B. Learning from earlier reform movements
The use of the anti-torture framework to stop improper placement of children resembles, in some ways, the wave of deinstitutionalization of people with intellectual or psychosocial (mental health) disabilities that began in the United States in the 1960s and continued through the 1970s and 1980s – driven by the dangers and horror of the abuse witnessed by the public in institutions.[1] That approach to deinstitutionalization brought about profound changes in the United States. But it has also been criticized because it closed the door to new placements before creating the community services needed to ensure the safety of formerly institutionalized people.[2]

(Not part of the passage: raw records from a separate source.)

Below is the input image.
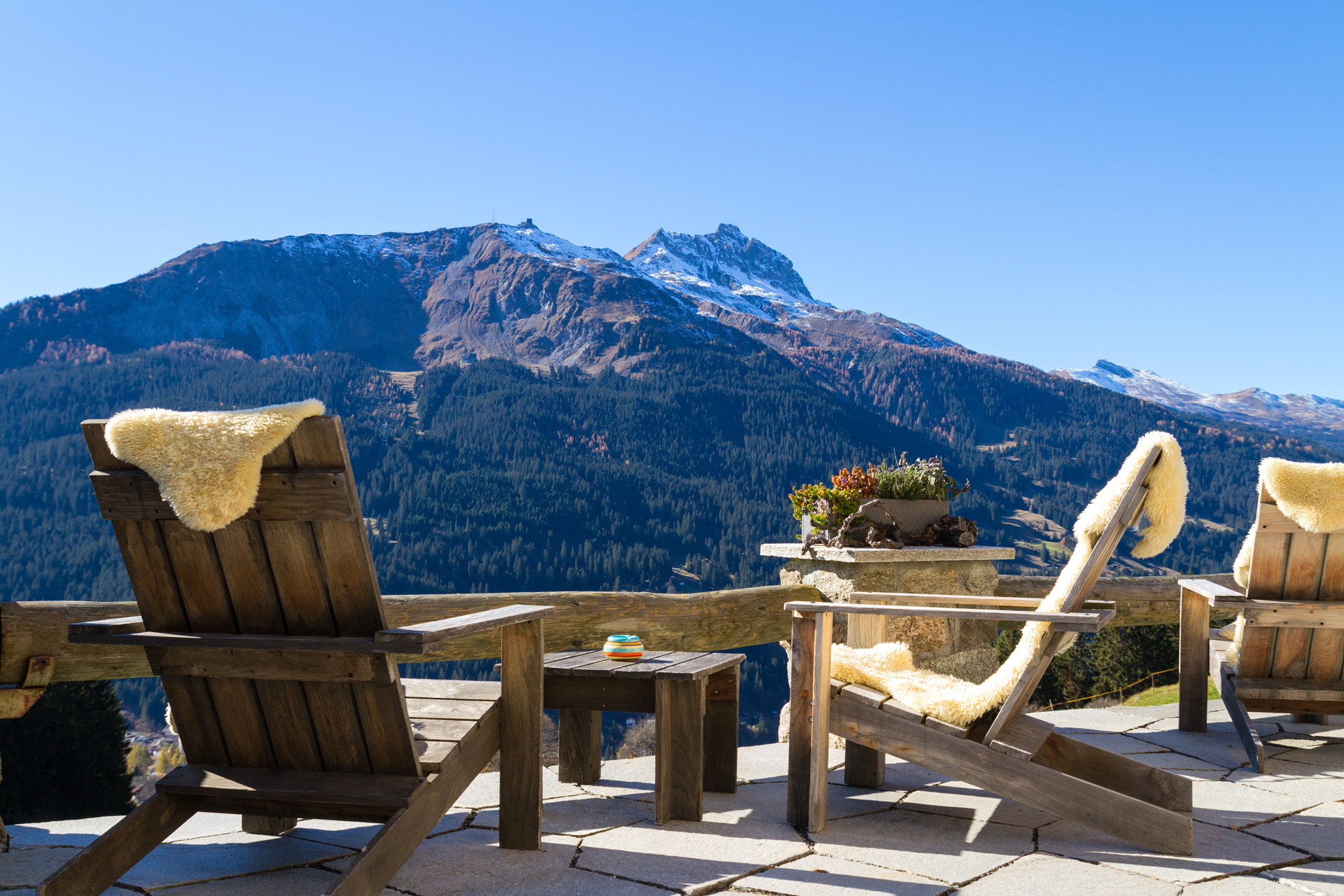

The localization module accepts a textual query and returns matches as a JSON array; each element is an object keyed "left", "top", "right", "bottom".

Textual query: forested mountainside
[
  {"left": 0, "top": 340, "right": 1338, "bottom": 610},
  {"left": 0, "top": 338, "right": 1337, "bottom": 741},
  {"left": 0, "top": 220, "right": 955, "bottom": 372}
]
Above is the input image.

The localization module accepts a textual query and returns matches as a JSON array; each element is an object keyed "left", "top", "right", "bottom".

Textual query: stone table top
[
  {"left": 0, "top": 704, "right": 1344, "bottom": 896},
  {"left": 761, "top": 542, "right": 1017, "bottom": 563},
  {"left": 542, "top": 650, "right": 748, "bottom": 681}
]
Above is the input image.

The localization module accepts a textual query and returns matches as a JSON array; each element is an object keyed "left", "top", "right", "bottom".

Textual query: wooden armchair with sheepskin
[
  {"left": 38, "top": 402, "right": 551, "bottom": 896},
  {"left": 1180, "top": 456, "right": 1344, "bottom": 771},
  {"left": 785, "top": 433, "right": 1194, "bottom": 855}
]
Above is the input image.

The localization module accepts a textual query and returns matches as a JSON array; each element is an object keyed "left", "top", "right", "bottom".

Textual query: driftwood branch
[{"left": 0, "top": 573, "right": 1233, "bottom": 684}]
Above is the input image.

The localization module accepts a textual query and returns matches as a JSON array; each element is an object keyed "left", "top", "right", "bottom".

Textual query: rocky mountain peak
[
  {"left": 625, "top": 224, "right": 834, "bottom": 320},
  {"left": 1051, "top": 360, "right": 1344, "bottom": 450}
]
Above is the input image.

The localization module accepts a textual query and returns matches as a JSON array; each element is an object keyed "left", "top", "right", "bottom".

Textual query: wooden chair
[
  {"left": 1179, "top": 484, "right": 1344, "bottom": 771},
  {"left": 38, "top": 416, "right": 552, "bottom": 896},
  {"left": 785, "top": 447, "right": 1194, "bottom": 855}
]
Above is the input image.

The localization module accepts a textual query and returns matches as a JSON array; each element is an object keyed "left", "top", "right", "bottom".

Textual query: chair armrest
[
  {"left": 849, "top": 591, "right": 1116, "bottom": 612},
  {"left": 783, "top": 601, "right": 1116, "bottom": 633},
  {"left": 66, "top": 629, "right": 434, "bottom": 653},
  {"left": 374, "top": 603, "right": 555, "bottom": 645},
  {"left": 1176, "top": 579, "right": 1246, "bottom": 607},
  {"left": 70, "top": 617, "right": 145, "bottom": 640}
]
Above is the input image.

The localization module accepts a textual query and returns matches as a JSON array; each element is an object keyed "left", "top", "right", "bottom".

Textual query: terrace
[{"left": 0, "top": 704, "right": 1344, "bottom": 896}]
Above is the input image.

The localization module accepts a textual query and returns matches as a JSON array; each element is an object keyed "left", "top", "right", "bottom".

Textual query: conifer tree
[{"left": 0, "top": 681, "right": 132, "bottom": 825}]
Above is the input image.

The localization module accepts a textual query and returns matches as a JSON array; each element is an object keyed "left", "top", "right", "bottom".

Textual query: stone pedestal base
[{"left": 761, "top": 544, "right": 1014, "bottom": 682}]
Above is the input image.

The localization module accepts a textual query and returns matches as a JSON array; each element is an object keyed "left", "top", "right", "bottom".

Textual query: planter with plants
[{"left": 789, "top": 454, "right": 979, "bottom": 550}]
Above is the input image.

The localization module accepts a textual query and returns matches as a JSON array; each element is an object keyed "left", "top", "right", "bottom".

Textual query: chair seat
[{"left": 402, "top": 678, "right": 500, "bottom": 774}]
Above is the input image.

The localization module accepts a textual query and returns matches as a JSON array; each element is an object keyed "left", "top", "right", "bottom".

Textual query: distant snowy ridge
[
  {"left": 625, "top": 224, "right": 834, "bottom": 321},
  {"left": 1051, "top": 360, "right": 1344, "bottom": 450}
]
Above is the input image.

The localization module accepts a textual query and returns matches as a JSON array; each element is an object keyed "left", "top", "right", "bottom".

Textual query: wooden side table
[{"left": 542, "top": 650, "right": 746, "bottom": 825}]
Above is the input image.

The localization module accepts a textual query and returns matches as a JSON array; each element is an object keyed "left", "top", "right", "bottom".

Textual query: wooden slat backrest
[
  {"left": 83, "top": 416, "right": 421, "bottom": 775},
  {"left": 1236, "top": 484, "right": 1344, "bottom": 680},
  {"left": 983, "top": 446, "right": 1163, "bottom": 744}
]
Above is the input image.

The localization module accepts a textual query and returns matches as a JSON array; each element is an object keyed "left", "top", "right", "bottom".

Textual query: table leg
[
  {"left": 653, "top": 678, "right": 704, "bottom": 825},
  {"left": 558, "top": 709, "right": 602, "bottom": 785},
  {"left": 704, "top": 668, "right": 738, "bottom": 794},
  {"left": 1176, "top": 589, "right": 1208, "bottom": 731}
]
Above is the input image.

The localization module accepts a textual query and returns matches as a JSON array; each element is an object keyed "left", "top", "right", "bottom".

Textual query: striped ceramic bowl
[{"left": 602, "top": 634, "right": 644, "bottom": 659}]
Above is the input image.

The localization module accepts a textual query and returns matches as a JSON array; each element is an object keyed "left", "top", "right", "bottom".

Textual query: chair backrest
[
  {"left": 983, "top": 446, "right": 1163, "bottom": 744},
  {"left": 82, "top": 416, "right": 421, "bottom": 775},
  {"left": 1236, "top": 484, "right": 1344, "bottom": 680}
]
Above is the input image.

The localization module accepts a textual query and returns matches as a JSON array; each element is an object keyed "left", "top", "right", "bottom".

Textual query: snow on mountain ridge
[
  {"left": 625, "top": 224, "right": 834, "bottom": 321},
  {"left": 1051, "top": 360, "right": 1344, "bottom": 450}
]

The United States made mistakes in failing to provide community care for people with disabilities, but there are many reasons to be assured that these shortcomings need not happen again. The reform of the 1960s and ‘70s was not the first wave of deinstitutionalization in the United States. Policies against the placement of children in orphanages in the United States can be dated back to the White House Conference of 1906.[3] These reforms have been so successful that most people do not know about the enormous transformations that have since taken place. The protection of children within their own families is so much less expensive than institutional care and has such vastly improved outcomes in part because it avoids the damage and the cost imposed on children in institutions.[4]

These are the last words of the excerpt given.